Je m’inquiète pour elle car je sais qu’elle est sensible et qu’elle a besoin d’avoir une personne qui la guide, qui est là pour l’aider et la soutenir. Mais au secondaire, ce n’est pas évident. J’espère que tout se passera bien pour elle. Qu’elle se fera des tas de nouvelles amies et qu’elle aimera ses cours en arts et médias. La photographie la passionne ainsi que le montage vidéo et elle est déjà très douée.

En même temps que je vis ce changement pas si facile à vivre, mon fils lui, se prépare à vivre sa dernière année de secondaire. Ce qui signifie, vous avez deviné, le bal de finissants et toutes les dépenses connexes. L’habit, la voiture parce que oui, monsieur voudrait faire son frais dans un char de luxe. Mais on est tous pareils, à cet âge, moi aussi j’aurais voulu la limousine et tout le kit. J’espère que d’ici là, il aura trouver une fille pour l’accompagner, parce qu’aller au bal de finissants seul, c’est poche et oui, je parle par expérience!
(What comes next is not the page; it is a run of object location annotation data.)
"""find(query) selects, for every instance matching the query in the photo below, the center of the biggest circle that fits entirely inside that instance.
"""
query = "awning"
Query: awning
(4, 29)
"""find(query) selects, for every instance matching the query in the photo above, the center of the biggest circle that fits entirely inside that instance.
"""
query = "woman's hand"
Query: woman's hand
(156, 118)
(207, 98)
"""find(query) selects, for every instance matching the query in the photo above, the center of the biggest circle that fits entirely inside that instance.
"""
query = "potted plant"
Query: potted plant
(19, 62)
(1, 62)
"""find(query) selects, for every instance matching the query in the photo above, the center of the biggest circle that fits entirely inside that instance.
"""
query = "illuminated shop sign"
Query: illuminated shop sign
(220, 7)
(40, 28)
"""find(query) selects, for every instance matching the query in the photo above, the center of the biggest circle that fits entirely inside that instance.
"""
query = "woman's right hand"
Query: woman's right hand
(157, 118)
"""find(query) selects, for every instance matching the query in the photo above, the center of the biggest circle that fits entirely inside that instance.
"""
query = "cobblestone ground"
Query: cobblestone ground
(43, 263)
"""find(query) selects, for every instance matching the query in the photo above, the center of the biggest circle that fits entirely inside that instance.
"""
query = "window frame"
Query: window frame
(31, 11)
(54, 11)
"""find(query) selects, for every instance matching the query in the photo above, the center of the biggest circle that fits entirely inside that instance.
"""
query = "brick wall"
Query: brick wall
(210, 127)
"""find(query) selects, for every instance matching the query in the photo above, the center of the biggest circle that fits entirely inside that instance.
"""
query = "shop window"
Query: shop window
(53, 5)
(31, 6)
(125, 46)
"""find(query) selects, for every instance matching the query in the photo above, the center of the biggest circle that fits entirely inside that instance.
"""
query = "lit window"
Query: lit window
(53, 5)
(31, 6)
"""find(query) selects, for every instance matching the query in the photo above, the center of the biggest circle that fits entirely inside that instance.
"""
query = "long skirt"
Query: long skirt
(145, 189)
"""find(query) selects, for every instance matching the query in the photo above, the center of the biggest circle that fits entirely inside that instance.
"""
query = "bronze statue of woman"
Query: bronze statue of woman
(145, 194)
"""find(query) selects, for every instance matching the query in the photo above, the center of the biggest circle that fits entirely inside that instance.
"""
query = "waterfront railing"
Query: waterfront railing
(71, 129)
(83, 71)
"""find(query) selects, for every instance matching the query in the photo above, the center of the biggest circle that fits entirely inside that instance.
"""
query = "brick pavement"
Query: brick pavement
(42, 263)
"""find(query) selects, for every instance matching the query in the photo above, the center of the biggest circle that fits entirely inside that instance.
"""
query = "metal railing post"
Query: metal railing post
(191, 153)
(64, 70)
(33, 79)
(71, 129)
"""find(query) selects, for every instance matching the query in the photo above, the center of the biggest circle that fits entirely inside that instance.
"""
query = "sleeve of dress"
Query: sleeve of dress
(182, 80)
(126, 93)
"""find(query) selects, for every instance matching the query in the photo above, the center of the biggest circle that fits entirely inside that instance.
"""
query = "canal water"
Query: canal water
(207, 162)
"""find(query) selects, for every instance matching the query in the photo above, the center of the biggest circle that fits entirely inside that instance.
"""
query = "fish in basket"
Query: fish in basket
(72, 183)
Cet été, il a eu son premier emploi de plongeur dans un restaurant, il commence bientôt les cours de conduite. Oh que la maman est stressée! Mais je sais qu’il sera prudent. C’est vraiment une grosse année pour lui, mais pour la maman que je suis aussi. On vivra avec lui sa dernière année de hockey, sa dernière année de secondaire, le bal et le début de sa vie…

Il y a des jours où je retournerais quand il était bébé et que j’étais son monde, sa référence, sa sécurité. Mais d’un autre côté, je le regarde devenir un homme et je suis fière de lui. Ma grande fille aussi va m’étonner, j’en suis sûre.

Le retour à l’école veut aussi dire retour à la routine, les devoirs, le hockey pour mon fils, les cours de conduite, le baseball pour ma fille et les lunchs. Se coucher plus tôt parce que si vous avez un ado, vous savez très bien que ça ne se couche plus durant les vacances. 3 h 00 du matin il n’y a rien là! Donc retourner à la routine scolaire, c’est tellement pénible.

C’est la vie, j’aime tellement l’été pour ne pas avoir de fichu routine, mais toute bonne chose a une fin.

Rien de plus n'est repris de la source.